The beach, two hundred meters distant, was sand and pebbles studded with boulders. A rocky shelf rose a quarter of the way in from the waterline, and the ground rose gently from there, though still scattered with jagged rocks and boulders. A glacis was built in front of the aperture to deflect projectiles up and over.
To Smedley, it looked like a killing ground that nobody would be fool enough to attack across. He looked to his left and was surprised to see Corporal Doyle trembling and Summers looking nervous.
“I-I know what you’re th-thinking, Smedley,” Doyle croaked. “You think this is an easy position to defend. But l-look at it again.” His voice suddenly became stronger. “If their landing craft make it to the waterline, they’ve got all those boulders to use as cover while they advance by fire and maneuver. Then they can group up under the cover of the lip of the shelf down there, then fire and maneuver again with boulders for cover. They won’t have cover when they reach the glacis, but there it’s a straight run up to us.”
“I can see that,” Smedley said, not seeing what Doyle was so concerned about.
Doyle turned hollow eyes on him. “There’s not many more than four hundred Marines on this line. They’re sending a reinforced division through us. More than twenty thousand soldiers. That’s better than fifty to one odds. Do you think you can take out fifty of them before they reach you?
“That’s not all,” Doyle continued. “They aren’t going to be bunched up, a whole company right in front of us so we can’t miss. Do you know how far apart our positions are? Fifty meters, that’s how far. Three Marines have to cover a front more than fifty meters wide. That’s why your field of fire extends so far to the right, so that your fire can interlock with the next Marine over.”
Doyle looked back out at the beach. “And that damn army general in command doesn’t believe they’re coming, so we don’t get any help from the army,” he murmured.
Smedley gaped at him. The world seemed to close in on him and he barely heard Summers mutter, “Something tells me we’re screwed, blued, and tattooed.”
Elsewhere on the Marine line it was much the same.
Corporal Pasquin hobbled back from the NCOs’ meeting, taking very careful steps to avoid stressing the wounds on his gluteus maximi. He looked more somber than Lance Corporal Longfellow and PFC Shoup had ever seen him, and neither thought it was soreness from his healing wounds that made him look that way. He went slowly to the aperture and looked out. Softly, he brought them up to date. Longfellow closed his eyes and moved his lips in silent prayer.
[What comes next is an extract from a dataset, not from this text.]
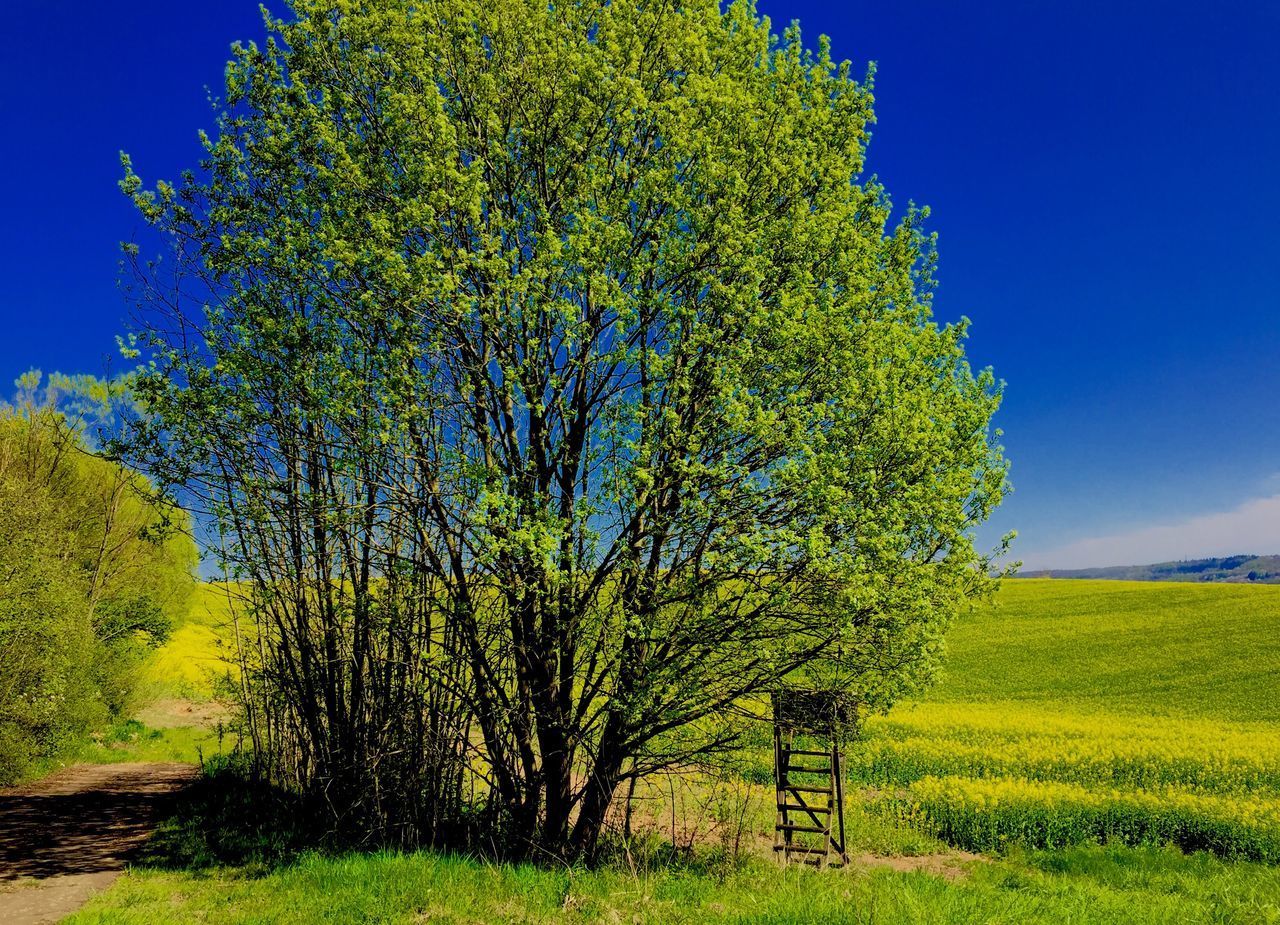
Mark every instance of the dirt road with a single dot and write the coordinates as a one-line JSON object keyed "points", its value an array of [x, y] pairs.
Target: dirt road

Shoup just stared at the beach.
Corporal Claypoole began briefing Lance Corporals MacIlargie and Schultz as soon as he reached the entrance to their bunker. MacIlargie’s face showed increasing disbelief as Claypoole briefed them. Schultz lay on his side on a makeshift pallet. He rolled onto his stomach and pulled his arms and legs under him to lift himself up, then stood gingerly and stepped to lean on the aperture.
When Claypoole finished, Schultz said, “Martac.”
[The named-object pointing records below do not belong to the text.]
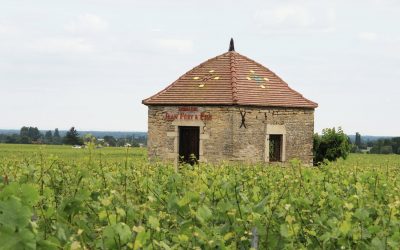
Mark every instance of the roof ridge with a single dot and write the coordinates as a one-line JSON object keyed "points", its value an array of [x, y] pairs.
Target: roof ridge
{"points": [[283, 81], [145, 101], [233, 77]]}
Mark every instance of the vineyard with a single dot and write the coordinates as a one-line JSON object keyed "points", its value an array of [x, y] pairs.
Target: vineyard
{"points": [[56, 197]]}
“Yeah, what about Martac?” Claypoole answered.
“Bass, Shabeli. Remember?”
“Yeah, I remember. Gu—Ensign Bass, he was a staff sergeant then,” Claypoole said in an aside to MacIlargie, “took on Shabeli in a knife fight. And killed him. What’s that got to do with us here and now?”
“Remember what I said?”
Claypoole thought back to that horrible day when the eight Marines on the Bass patrol had thought they were all dead, and remembered. “You said he was showing us how to die.”
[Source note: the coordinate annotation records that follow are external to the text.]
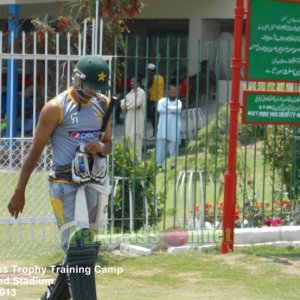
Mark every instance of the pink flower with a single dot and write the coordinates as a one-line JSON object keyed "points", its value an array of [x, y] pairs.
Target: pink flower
{"points": [[268, 221], [276, 222]]}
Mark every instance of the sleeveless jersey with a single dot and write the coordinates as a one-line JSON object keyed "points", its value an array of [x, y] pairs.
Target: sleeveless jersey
{"points": [[77, 126]]}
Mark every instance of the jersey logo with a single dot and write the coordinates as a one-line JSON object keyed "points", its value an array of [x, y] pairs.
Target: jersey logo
{"points": [[74, 118], [88, 134]]}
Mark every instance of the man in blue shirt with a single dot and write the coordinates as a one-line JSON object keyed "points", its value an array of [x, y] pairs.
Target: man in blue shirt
{"points": [[169, 126]]}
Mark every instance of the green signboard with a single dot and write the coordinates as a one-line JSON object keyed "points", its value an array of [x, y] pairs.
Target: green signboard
{"points": [[271, 107], [273, 40]]}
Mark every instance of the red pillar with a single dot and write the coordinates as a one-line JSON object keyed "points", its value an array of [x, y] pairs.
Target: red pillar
{"points": [[230, 175]]}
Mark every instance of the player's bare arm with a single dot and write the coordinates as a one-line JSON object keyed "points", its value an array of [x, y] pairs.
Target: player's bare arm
{"points": [[48, 121]]}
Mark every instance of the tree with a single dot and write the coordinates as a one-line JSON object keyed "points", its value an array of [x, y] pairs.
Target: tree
{"points": [[74, 14]]}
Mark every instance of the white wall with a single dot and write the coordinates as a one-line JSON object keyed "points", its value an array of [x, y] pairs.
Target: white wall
{"points": [[194, 10]]}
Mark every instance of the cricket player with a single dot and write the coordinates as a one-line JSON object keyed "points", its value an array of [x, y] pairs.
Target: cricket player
{"points": [[79, 186]]}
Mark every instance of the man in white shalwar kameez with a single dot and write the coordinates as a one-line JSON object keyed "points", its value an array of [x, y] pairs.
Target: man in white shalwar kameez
{"points": [[169, 127], [134, 105]]}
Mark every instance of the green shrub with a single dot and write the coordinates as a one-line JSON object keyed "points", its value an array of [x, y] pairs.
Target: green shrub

“We’re going to show the army how Marines die.”
If Hammer Schultz thought they were going to die . . .
Brigadier Sturgeon was examining the real-time downloads from the string-of-pearls when the order he didn’t want came down from the Supreme Commander’s HQ.
According to the visuals shown from the ring of satellites, the assault against the MLR was fierce but shallow, as predicted by Force Recon, and the army brigades in position wouldn’t have to hold for long before the assault ran out of steam and the attacking forces withdrew. Of far more immediate concern to Sturgeon was the mass of amphibious vessels gathered on Pohick Bay, and the flights of tactical air carriers swinging inland from over the bay.
Sturgeon grimaced when he read the orders, and told Captain Shadeh to get General Billie on comm for him. It took a minute or so, and Billie was obviously very annoyed about the call.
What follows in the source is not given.